A \(m \times n\) sparse matrix \(A\) is equivalent to a block sparse matrix \(A_{B}\): \(mb \times nb\) with \(mb = \frac{m}{blockSize}\) block rows and \(nb = \frac{n}{blockSize}\) block columns. If \(m\) or \(n\) is not multiple of \(blockSize\), the user needs to pad the matrix with zeros.

Note

cuSPARSE currently supports only square blocks.

The BSR format stores the blocks in row-major ordering. However, the internal storage format of blocks can be column-major (cusparseDirection_t=CUSPARSE_DIRECTION_COLUMN) or row-major (cusparseDirection_t=CUSPARSE_DIRECTION_ROW), independently of the base index.

A sparse matrix stored in BSR format is represented by the following parameters.

The block size.
The number of row blocks in the matrix.
The number of column blocks in the matrix.
The number of non-zero blocks (nnzb) in the matrix.
The pointers to the row block offsets array of length number of row blocks + 1 that represents the starting position of each row block in the columns and values arrays.
The pointers to the column block indices array of length nnzb that contains the location of the corresponding elements in the values array.
The pointers to the values array of length nnzb that holds all nonzero values of the matrix.

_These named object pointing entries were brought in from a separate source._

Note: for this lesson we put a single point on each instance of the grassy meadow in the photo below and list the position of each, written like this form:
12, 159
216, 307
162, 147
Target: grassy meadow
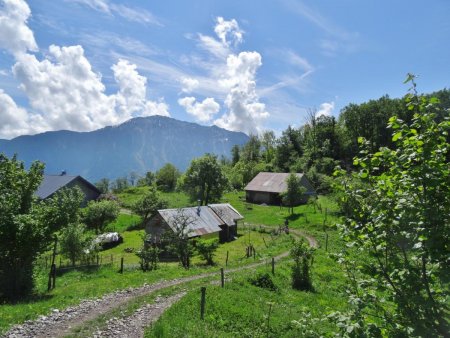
239, 307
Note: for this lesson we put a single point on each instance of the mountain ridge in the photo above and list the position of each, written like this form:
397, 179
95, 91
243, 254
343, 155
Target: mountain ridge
139, 144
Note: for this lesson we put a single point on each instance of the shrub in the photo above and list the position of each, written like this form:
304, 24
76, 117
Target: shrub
301, 269
149, 257
207, 249
263, 280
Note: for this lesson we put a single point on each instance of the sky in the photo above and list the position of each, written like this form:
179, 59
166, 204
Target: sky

The following example shows a \(4 \times 7\) matrix represented in BSR format.

Blocked Ellpack (BLOCKED-ELL)

The Blocked Ellpack format is similar to the standard Ellpack, where the column indices represent two-dimensional blocks instead of a single matrix entry.

A matrix in the Blocked Ellpack format is organized into blocks of size \(blockSize\), defined by the user. The number of columns per row \(nEllCols\) is also defined by the user (\(nEllCols \le n\)).

A \(m \times n\) sparse matrix \(A\) is equivalent to a Blocked-ELL matrix \(A_{B}\): \(mb \times nb\) with \(mb = \left \lceil{\frac{m}{blockSize}}\right \rceil\) block rows, and \(nb = \left \lceil{\frac{nEllCols}{blockSize}}\right \rceil\) block columns. If \(m\) or \(n\) is not multiple of \(blockSize\), then the remaining elements are zero.

A sparse matrix stored in Blocked-ELL format is represented by the following parameters.

The block size.
The number of rows in the matrix.
The number of columns in the matrix.
The number of columns per row (nEllCols) in the matrix.
The pointers to the column block indices array of length \(mb \times nb\) that contains the location of the corresponding elements in the values array. Empty blocks can be represented with -1 index.
The pointers to the values array of length \(m \times nEllCols\) that holds all nonzero values of the matrix in row-major ordering.

The following example shows a \(9 \times 9\) matrix represented in Blocked-ELL format.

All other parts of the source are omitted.